If we had the chance to re-do this project, I think from the start we would implement unit tests as each feature is developed, so that from the beginning we can constantly test ANDIE to ensure consistency and functionality of a feature once its added. This would also mean that going into Milestone 2 from Milestone 1, we would have unit tests that we know work already, and if they start failing once we change things in Milestone 2, we know exactly where.

Additional Features

We added additional filters (such as blotch blur), an eyedropper tool, a paintbrush/draw tool, 2 color menus for selecting fill shape options and hollow shape options (so the user could combine and mix and match options, such as having a orange outlined yellow filled circle). Unfortanely, the draw feature is not fully functional at the time of submission. This is because if the user moves the mouse quickly, the mouse listener doesn't activate quickly enough, and causes there to be gaps in the line drawn. A possible solution to this would be to see where there are gaps in the list of points, and then fill the gaps in with appopriate points.


Versions

1.0 : Base form of ANDIE supplied by Department of Computer Science at the Univesity of Otago.

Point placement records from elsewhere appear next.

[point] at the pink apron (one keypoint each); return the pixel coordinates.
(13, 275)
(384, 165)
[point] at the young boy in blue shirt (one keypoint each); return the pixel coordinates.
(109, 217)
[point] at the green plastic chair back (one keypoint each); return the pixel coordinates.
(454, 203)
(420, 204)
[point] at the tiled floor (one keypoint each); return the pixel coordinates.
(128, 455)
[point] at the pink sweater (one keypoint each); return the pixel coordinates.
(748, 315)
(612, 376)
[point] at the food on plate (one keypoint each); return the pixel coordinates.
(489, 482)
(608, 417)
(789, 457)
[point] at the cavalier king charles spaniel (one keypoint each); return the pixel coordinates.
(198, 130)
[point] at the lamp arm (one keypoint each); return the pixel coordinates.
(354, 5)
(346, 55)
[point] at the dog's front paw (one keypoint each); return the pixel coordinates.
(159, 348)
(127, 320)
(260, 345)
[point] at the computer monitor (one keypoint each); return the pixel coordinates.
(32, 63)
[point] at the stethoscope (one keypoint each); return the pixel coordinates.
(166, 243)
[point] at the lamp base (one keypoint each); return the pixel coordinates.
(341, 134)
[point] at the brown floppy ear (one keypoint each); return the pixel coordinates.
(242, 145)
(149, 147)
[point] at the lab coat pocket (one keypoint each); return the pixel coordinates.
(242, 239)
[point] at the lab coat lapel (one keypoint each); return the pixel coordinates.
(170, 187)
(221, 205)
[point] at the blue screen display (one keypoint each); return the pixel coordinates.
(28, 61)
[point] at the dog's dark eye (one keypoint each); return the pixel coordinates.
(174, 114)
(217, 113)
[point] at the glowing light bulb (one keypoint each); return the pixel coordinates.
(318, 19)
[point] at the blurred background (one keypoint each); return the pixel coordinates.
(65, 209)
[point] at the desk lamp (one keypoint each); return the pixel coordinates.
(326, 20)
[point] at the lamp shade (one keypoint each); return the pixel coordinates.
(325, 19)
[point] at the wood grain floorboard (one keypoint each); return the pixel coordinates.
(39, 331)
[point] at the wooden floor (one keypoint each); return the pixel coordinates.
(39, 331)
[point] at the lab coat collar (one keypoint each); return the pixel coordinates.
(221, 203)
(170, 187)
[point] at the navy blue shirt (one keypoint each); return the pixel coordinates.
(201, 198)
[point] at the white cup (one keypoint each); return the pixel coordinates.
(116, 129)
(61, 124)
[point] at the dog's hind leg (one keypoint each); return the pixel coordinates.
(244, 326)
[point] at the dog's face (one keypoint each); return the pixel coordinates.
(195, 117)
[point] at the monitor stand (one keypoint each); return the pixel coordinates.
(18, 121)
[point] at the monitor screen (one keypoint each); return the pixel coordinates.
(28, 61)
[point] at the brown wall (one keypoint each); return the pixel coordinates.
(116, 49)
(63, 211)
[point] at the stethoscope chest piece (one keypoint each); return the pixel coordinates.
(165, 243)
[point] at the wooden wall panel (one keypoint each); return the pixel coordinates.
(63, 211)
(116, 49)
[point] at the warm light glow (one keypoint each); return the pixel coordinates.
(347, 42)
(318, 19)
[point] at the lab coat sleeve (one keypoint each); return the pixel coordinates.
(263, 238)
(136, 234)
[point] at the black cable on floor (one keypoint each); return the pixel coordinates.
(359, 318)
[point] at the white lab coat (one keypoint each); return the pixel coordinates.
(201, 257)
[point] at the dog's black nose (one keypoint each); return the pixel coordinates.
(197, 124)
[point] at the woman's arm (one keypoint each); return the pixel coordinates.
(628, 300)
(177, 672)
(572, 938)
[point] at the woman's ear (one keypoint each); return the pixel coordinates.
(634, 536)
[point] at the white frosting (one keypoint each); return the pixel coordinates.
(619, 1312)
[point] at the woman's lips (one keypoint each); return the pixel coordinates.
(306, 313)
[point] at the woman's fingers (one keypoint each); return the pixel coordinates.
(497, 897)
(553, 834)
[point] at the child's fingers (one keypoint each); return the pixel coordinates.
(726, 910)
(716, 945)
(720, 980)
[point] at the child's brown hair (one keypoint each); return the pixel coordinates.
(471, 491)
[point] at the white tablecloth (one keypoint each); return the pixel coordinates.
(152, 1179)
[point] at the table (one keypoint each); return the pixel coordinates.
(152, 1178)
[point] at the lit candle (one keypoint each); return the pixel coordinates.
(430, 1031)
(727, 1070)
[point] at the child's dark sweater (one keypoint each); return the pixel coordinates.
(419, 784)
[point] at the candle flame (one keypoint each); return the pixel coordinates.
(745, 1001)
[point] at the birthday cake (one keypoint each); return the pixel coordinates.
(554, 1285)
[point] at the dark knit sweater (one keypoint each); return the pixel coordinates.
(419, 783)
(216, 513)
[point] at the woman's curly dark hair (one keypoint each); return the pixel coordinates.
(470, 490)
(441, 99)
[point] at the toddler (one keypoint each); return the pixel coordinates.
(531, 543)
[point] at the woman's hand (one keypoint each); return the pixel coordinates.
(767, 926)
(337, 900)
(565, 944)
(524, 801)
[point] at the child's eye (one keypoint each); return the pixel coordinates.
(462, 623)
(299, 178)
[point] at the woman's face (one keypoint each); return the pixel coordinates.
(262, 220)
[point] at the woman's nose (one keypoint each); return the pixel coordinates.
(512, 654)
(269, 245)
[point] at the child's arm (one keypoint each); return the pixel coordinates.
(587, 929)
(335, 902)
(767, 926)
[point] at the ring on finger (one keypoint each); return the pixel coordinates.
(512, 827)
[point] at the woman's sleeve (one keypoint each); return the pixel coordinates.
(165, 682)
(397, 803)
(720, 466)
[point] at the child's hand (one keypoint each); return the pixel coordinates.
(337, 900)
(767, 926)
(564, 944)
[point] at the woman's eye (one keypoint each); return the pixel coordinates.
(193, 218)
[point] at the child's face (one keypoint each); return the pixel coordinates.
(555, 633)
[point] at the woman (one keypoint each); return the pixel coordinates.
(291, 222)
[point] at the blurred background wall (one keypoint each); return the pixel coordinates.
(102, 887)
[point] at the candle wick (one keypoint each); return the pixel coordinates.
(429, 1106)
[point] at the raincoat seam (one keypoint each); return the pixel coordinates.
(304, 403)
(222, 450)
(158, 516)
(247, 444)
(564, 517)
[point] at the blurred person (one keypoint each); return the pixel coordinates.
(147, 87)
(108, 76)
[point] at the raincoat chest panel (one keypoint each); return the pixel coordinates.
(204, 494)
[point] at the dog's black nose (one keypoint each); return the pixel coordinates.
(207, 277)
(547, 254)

2.0 : Added Sharpen, Gaussian blur, mean filter, soft blur, brightness and contrast altering, increase size, rotate by 90 degrees, flip, and multilingual support

3.0 : Extends filters to handle edges cases. Added the 8 emboss filters, the 2 Sobel filters, a toolbar with options for commonly used options, keyboard shortcuts, macros for applying a preset set of operations in a sequence, rectangular selection, image crop to said rectangular selection, drawing operations (draw rectangle, oval, line), and additionally added a custom filter blotch blur, a paintbrush tool, an eyedropper tool, and menues for selecting hollow or fill shapes, shape color and line thickness for hollow shapes and paintbrush.